Запад: Оноре Домье
Европейская история XIX века в советской системе образования имела лицо героев великого французского карикатуриста Оноре Домье. В моей памяти она связалась с революциями 1848 года и Парижской коммуной 1871-го, с «бонапартизмом», так ярко описанным Карлом Марксом. Казалось тогда, что столь же ярко вырисованные буржуазные толстячки из-под пера Оноре Домье касались лишь буржуа. Но он был натуральным революционером и в 1830-м, и в 1848-м, и в 1871-м годах – и изобразил не только буржуазные морды, но и редкие лица пролетариата, раздавленные эксплуатацией и революционной борьбой.
Уже несколько десятилетий как обнаружилось, что во французских революциях XIX века, на самом деле, трудно найти пролетариат, а на городские баррикады выходили не пролетарии, а ремесленники и мастера во главе своих семей и своих подмастерьев, разнообразные разночинцы и интеллигенты во главе своих агитационных трудов.

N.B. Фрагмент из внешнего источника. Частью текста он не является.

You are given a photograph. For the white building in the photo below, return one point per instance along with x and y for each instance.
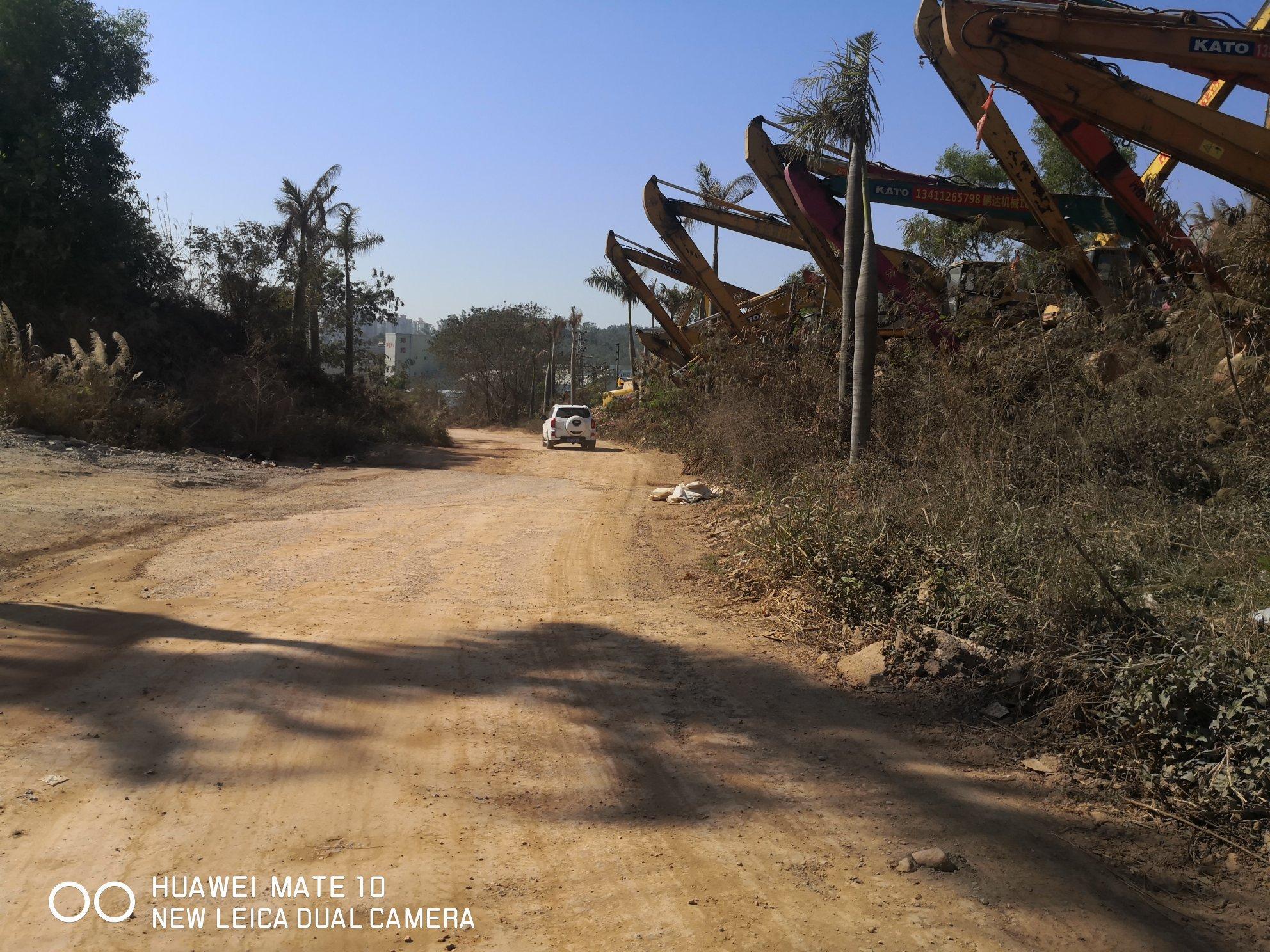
(400, 351)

А крестьянская антиреволюционная Вандея – как стояла в первом революционном 1789 году незыблемым устоем косности на пути агитационного прогресса, так и простояла весь XIX век и даже весь век XX.
Оноре Домье (1808–1879) родился в семье ремесленника и рано научился рисовальному ремеслу, которое в большом городе гарантировало ему хлеб с маслом: рекламный лубок пользовался спросом, а конкуренция в этой сфере всегда обеспечивалась прежде всего умением рисовать лучше, чем рисуют другие. От этого первобытного комикса шла прямая линия в карикатуру. Карикатура требует от художника редкого умения достигать внешнего сходства и узнаваемости характера персонажа, редкого качества следить за политической публицистикой и видеть в ней не столько газетные склоки, сколько мифологическую массовую страсть искать и находить в политике символы зла и постыдности.
Несмотря на классические карикатуры, действительный исторический и художественный вес придали творчеству Домье не они, а его революционный переход к живописи, к станковой социальной критике, в которой уже терялись следы карикатуры. В ней все фигуры зла и жертвы уже переставали быть только объектом агитации и сатиры, а становились образами Несправедливости и Революции. Уродам, из которых были поголовно укомплектованы власти и «праздно болтающие» подельники насильников и эксплуататоров, среди коих Домье особенно ненавистны были судейские демагоги, – противостояли люди почти без лиц. Это были люди-зародыши из униженного народа, несущие в себе надежду стать человеком, приобрести лицо, но без уродства. И редкие народные лица Домье – лица восставшего народа. Вне этого – непрерывный холод, нищета, обноски, голод, тьма, безликие женщины, матери, дети. И стряпчие при власти – тоже стадо, но их маски-лица отличны от безликих народных голов лишь тем, что у голов – цветовые пятна, а у лиц-масок – натуральные морды, куски рыхлого мяса, циничной натуры.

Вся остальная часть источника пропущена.